Doctor of Philosophy

Department

Educational Psychology

First Advisor

Nadya A Fouad

Committee Members

Stephen Wester, Bo Zhang, Christopher Lawson

Keywords

Academic Persistence, Measurement, Outcome Expectations, Psychometrics, Retention, Social Cognitive Career Theory

Abstract

Academic persistence, or a student’s decision to leave an institution of higher education, has remained an inveterate puzzle to researchers, theoreticians, institutions, and counselors. Despite a large body of theoretical and empirical literature, the rate at which students leave institutions of higher education has remained stable over the past 50 years. The discipline of counseling psychology has a long tradition of investigating academic persistence from a psychological perspective. Earlier investigations in counseling psychology focused on identifying psychopathological traits, cognitive abilities, and contextual factors associated with a student’s decision to leave. These investigations were met with a sociological reaction that has dominated the question of persistence for the past forty years. Though useful in describing the institution’s role in persistence, these models lack substantial empirical support and are fraught with conceptual problems. Meta-analytic studies investigating non-cognitive factors in academic persistence have revealed that social cognitive constructs namely academic self-efficacy and goals are predictive of student retention when traditional predictors are accounted for (Robbins et al., 2004). However, outcome expectations, an integral theoretical component of social cognitive theory, remain almost completely unexamined in the domain of academic persistence.

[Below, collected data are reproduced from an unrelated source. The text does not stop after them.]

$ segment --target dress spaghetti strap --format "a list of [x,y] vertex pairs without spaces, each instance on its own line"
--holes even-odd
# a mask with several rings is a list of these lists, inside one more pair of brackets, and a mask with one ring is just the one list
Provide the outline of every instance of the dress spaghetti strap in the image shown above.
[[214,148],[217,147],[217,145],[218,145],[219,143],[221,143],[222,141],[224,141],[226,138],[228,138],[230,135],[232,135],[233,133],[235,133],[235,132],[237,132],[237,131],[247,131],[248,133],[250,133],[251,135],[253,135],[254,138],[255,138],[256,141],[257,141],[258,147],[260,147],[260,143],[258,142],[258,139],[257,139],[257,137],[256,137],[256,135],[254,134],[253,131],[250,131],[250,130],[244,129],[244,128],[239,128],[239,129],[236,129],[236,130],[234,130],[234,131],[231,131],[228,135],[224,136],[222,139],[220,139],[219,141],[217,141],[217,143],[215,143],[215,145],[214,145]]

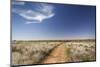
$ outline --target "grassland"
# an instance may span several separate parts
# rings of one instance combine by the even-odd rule
[[[95,39],[14,40],[12,65],[49,64],[96,60]]]

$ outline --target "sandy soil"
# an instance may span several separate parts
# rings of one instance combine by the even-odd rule
[[[66,48],[64,44],[56,47],[50,54],[43,60],[43,64],[46,63],[63,63],[69,61],[69,57],[66,55]]]

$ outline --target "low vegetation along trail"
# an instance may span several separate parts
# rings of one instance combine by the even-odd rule
[[[43,64],[48,63],[63,63],[69,61],[69,57],[66,55],[65,45],[61,44],[53,49],[50,54],[43,60]]]

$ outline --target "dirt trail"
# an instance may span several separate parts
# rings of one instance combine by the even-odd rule
[[[66,49],[64,44],[56,47],[44,60],[43,64],[46,63],[62,63],[69,61],[69,57],[66,55]]]

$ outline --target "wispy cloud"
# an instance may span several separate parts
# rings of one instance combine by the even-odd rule
[[[54,7],[50,4],[38,4],[34,10],[16,10],[13,9],[14,13],[22,16],[27,20],[26,24],[30,23],[42,23],[46,19],[52,18],[54,13]]]

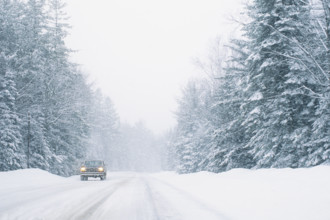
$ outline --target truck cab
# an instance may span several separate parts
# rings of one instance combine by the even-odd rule
[[[86,160],[80,167],[80,180],[88,180],[88,177],[100,177],[101,180],[107,178],[107,169],[103,160]]]

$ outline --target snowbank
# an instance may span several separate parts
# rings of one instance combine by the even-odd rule
[[[62,183],[66,180],[64,177],[53,175],[40,169],[24,169],[8,172],[0,172],[0,186],[22,187],[53,185]],[[2,187],[1,187],[2,188]],[[0,188],[0,190],[1,190]]]
[[[330,167],[234,169],[214,174],[154,174],[224,213],[244,220],[329,220]]]

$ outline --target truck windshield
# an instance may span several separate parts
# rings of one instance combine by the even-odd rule
[[[102,161],[99,160],[85,161],[85,166],[91,166],[91,167],[102,166]]]

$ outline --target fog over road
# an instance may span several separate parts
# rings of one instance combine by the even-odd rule
[[[227,219],[193,195],[148,174],[108,173],[106,181],[63,179],[8,185],[0,194],[0,201],[5,201],[0,203],[0,219]]]

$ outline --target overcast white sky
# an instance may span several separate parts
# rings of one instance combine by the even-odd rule
[[[175,124],[176,98],[217,36],[234,28],[241,0],[67,0],[73,59],[109,96],[121,120],[155,133]]]

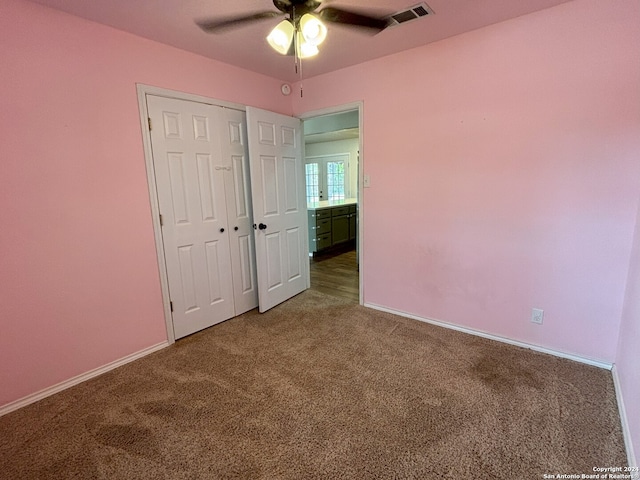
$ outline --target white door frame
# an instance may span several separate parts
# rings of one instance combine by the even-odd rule
[[[364,305],[364,221],[363,221],[363,206],[364,206],[364,155],[363,155],[363,144],[364,144],[364,114],[363,109],[364,102],[362,100],[353,103],[347,103],[344,105],[337,105],[334,107],[323,108],[320,110],[313,110],[310,112],[305,112],[303,114],[297,115],[297,117],[304,121],[313,117],[322,117],[324,115],[332,115],[336,113],[344,113],[351,112],[353,110],[358,110],[358,150],[360,152],[360,158],[358,158],[358,255],[360,256],[360,268],[358,275],[358,283],[360,285],[360,305]],[[306,155],[305,155],[306,159]]]
[[[149,202],[151,206],[151,220],[153,223],[153,234],[156,244],[156,258],[158,260],[158,273],[160,275],[160,288],[162,290],[162,305],[164,309],[164,322],[167,330],[167,342],[169,345],[175,343],[173,333],[173,319],[171,316],[171,305],[169,297],[169,277],[167,276],[167,265],[164,258],[164,243],[162,241],[162,228],[160,227],[160,206],[158,204],[158,187],[156,184],[155,170],[153,167],[153,155],[151,150],[151,134],[149,132],[149,112],[147,111],[147,95],[158,97],[175,98],[178,100],[188,100],[192,102],[216,105],[219,107],[232,108],[234,110],[246,111],[244,105],[225,102],[214,98],[192,95],[189,93],[168,90],[165,88],[153,87],[151,85],[136,84],[138,92],[138,109],[140,112],[140,128],[142,130],[142,145],[144,149],[144,161],[147,169],[147,184],[149,190]]]

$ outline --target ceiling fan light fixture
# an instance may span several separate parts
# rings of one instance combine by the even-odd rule
[[[320,45],[327,38],[325,24],[310,13],[305,13],[300,19],[300,31],[306,43],[311,45]]]
[[[267,36],[267,42],[276,52],[286,55],[291,48],[295,28],[289,20],[282,20],[276,27],[271,30]]]

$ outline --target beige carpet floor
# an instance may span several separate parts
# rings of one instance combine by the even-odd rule
[[[2,479],[540,479],[626,464],[608,371],[307,291],[0,417]]]

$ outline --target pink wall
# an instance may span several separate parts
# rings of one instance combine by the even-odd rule
[[[286,100],[364,100],[366,302],[615,360],[636,445],[639,15],[575,0]],[[21,0],[0,4],[0,65],[1,406],[165,339],[135,83],[291,105],[277,80]]]
[[[304,81],[297,114],[364,101],[366,303],[615,360],[638,18],[576,0]]]
[[[635,449],[636,465],[640,465],[640,209],[636,220],[631,267],[627,282],[616,370],[623,393],[627,422]]]
[[[0,406],[166,339],[136,83],[290,113],[279,81],[0,4]]]

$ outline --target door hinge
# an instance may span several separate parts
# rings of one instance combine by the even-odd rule
[[[149,122],[149,131],[151,131],[151,117],[147,117],[147,120]]]
[[[160,216],[160,226],[162,227],[164,225],[164,222],[162,221],[162,214],[160,214],[159,216]]]
[[[173,313],[173,302],[169,301],[169,308],[171,309],[171,312]]]

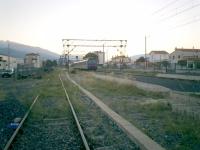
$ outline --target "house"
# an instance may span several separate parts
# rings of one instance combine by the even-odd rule
[[[23,63],[23,60],[20,58],[0,55],[0,70],[17,68],[17,64],[21,63]]]
[[[175,48],[170,54],[171,64],[177,64],[181,60],[186,61],[187,68],[196,68],[196,62],[200,61],[200,49]]]
[[[116,57],[112,57],[111,60],[112,64],[129,64],[131,63],[131,58],[126,57],[126,56],[116,56]]]
[[[34,68],[40,68],[42,66],[40,55],[36,53],[26,54],[25,59],[24,59],[24,64],[29,65]]]
[[[169,53],[166,51],[151,51],[147,59],[151,63],[166,61],[169,60]]]
[[[92,52],[98,56],[98,64],[103,65],[105,63],[105,52],[102,51],[94,51]]]

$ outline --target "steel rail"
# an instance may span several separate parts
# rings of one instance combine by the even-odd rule
[[[15,132],[13,133],[13,135],[11,136],[11,138],[9,139],[9,141],[7,142],[6,146],[4,147],[4,150],[8,150],[9,147],[11,146],[13,140],[15,139],[16,135],[18,134],[20,128],[22,127],[24,121],[27,119],[30,111],[32,110],[34,104],[36,103],[37,99],[38,99],[39,95],[36,96],[36,98],[34,99],[33,103],[31,104],[30,108],[28,109],[28,111],[26,112],[24,118],[22,119],[22,121],[20,122],[19,126],[17,127],[17,129],[15,130]]]
[[[63,84],[63,81],[62,81],[62,79],[61,79],[61,77],[60,77],[60,74],[59,74],[59,78],[60,78],[60,81],[61,81],[63,90],[64,90],[64,92],[65,92],[65,96],[66,96],[66,98],[67,98],[67,101],[68,101],[68,103],[69,103],[69,105],[70,105],[72,114],[73,114],[74,119],[75,119],[75,121],[76,121],[76,125],[77,125],[77,127],[78,127],[79,132],[80,132],[80,135],[81,135],[82,141],[83,141],[83,143],[84,143],[85,149],[86,149],[86,150],[90,150],[90,148],[89,148],[89,146],[88,146],[88,143],[87,143],[87,140],[86,140],[86,138],[85,138],[85,135],[84,135],[84,133],[83,133],[83,130],[82,130],[82,128],[81,128],[81,126],[80,126],[80,123],[79,123],[79,121],[78,121],[78,117],[77,117],[77,115],[76,115],[76,113],[75,113],[75,110],[74,110],[74,108],[73,108],[73,105],[72,105],[72,103],[71,103],[71,101],[70,101],[70,99],[69,99],[69,95],[68,95],[68,93],[67,93],[67,90],[65,89],[65,86],[64,86],[64,84]]]
[[[73,79],[70,78],[69,74],[66,73],[67,79],[77,86],[86,96],[88,96],[110,119],[112,119],[123,131],[127,134],[130,139],[140,147],[142,150],[165,150],[158,143],[152,140],[148,135],[143,133],[140,129],[135,127],[132,123],[121,117],[119,114],[114,112],[99,98],[93,95],[91,92],[84,89]]]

This study sought to develop a theoretically derived scale to measure outcome expectations in the domain of academic persistence. An initial item pool was developed and sent to a sample of college students (N = 216). A second, confirmatory sample of undergraduate students was collected via an online crowdsourcing format known as Prolific Academic (N = 301). Results suggested the presence of a two-factor structure was the most parsimonious solution that fit the data rather than the hypothesized three-factor structure. The two factors retained across both samples anticipated rewards and punishments that students perceived about remaining in college for the year. This was contrary to Bandura’s (1977, 1997) hypothesis that outcome expectations conformed to three classes. Limitations and implications are discussed.